Mon, 23 Nov 2009

English Shell Code Could Make Security Harder

Ah, the resemblance of script to prose! Remember the Unix command line for sex?

gawk; grep; unzip; touch; strip; init, uncompress, gasp; finger; find, route, whereis, which, mount; fsck; nice, more; yes; gasp; umount; head, halt, renice, restore, touch, whereis, which, route, mount, more, yes, gasp, umount, expand, ping, make clean; sleep

An anonymous reader writes to tell us that finding malicious code might have just become a little harder. Last week at the ACM Conference on Computer and Communications Security, security researchers Joshua Mason, Sam Small, Fabian Monrose, and Greg MacManus presented a method they developed to generate English shell code.

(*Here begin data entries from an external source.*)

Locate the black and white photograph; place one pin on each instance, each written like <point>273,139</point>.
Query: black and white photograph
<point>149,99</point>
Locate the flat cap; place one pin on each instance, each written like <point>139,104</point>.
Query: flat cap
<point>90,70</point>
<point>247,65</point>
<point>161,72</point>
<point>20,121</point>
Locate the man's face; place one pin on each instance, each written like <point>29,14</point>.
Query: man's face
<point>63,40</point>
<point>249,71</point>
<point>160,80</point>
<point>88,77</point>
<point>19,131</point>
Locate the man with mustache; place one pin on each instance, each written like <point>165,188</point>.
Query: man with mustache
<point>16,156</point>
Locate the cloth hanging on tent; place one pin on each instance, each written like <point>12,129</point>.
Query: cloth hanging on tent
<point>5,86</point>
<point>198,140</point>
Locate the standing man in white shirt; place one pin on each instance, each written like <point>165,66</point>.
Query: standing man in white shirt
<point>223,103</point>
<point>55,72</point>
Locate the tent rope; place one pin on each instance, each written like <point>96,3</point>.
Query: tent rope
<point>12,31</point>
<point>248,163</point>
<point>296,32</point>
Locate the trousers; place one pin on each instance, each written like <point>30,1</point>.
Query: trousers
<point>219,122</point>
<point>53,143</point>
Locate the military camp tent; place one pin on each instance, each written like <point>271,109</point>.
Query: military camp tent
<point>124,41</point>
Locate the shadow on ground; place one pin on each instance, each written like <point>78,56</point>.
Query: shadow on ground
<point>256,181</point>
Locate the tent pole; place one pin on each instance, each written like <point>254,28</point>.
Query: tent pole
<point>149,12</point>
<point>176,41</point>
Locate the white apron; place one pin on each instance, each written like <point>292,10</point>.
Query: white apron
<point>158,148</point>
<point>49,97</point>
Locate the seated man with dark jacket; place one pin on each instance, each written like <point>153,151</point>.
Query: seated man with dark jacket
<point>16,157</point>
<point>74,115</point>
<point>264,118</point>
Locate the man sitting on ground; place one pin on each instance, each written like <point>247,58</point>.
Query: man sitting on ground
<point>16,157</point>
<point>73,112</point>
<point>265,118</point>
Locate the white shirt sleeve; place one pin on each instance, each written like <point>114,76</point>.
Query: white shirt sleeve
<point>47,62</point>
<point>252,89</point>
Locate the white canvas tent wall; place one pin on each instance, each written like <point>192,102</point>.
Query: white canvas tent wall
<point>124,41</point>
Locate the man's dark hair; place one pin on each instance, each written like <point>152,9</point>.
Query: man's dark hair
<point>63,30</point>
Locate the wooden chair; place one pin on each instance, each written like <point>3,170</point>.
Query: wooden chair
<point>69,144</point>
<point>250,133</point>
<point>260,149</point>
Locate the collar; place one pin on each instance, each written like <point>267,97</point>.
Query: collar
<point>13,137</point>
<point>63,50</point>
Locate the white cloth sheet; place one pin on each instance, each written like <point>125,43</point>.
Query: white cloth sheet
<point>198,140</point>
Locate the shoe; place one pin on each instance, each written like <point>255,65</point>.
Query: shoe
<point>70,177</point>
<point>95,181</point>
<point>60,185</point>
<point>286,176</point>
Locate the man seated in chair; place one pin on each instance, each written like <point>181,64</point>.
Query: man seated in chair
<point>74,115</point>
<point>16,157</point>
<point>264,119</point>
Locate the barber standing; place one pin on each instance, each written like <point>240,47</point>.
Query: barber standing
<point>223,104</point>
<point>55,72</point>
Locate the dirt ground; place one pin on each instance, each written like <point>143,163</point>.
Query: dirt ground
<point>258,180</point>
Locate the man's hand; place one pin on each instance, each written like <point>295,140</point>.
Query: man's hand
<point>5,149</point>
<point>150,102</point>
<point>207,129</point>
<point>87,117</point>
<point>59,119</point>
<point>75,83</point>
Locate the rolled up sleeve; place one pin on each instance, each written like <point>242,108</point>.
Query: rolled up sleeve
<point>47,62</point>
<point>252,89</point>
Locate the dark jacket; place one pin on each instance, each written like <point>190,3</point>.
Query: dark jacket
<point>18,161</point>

Using content from Wikipedia and other public works to train their engine, they convert arbitrary x86 shell code into sentences that read like spam, but are natively executable. "In this paper we revisit the assumption that shell code need be fundamentally different in structure than non-executable data. Specifically, we elucidate how one can use natural language generation techniques to produce shell code that is superficially similar to English prose. We argue that this new development poses significant challenges for in-line payload-based inspection (and emulation) as a defensive measure, and also highlights the need for designing more efficient techniques for preventing shell code injection attacks altogether."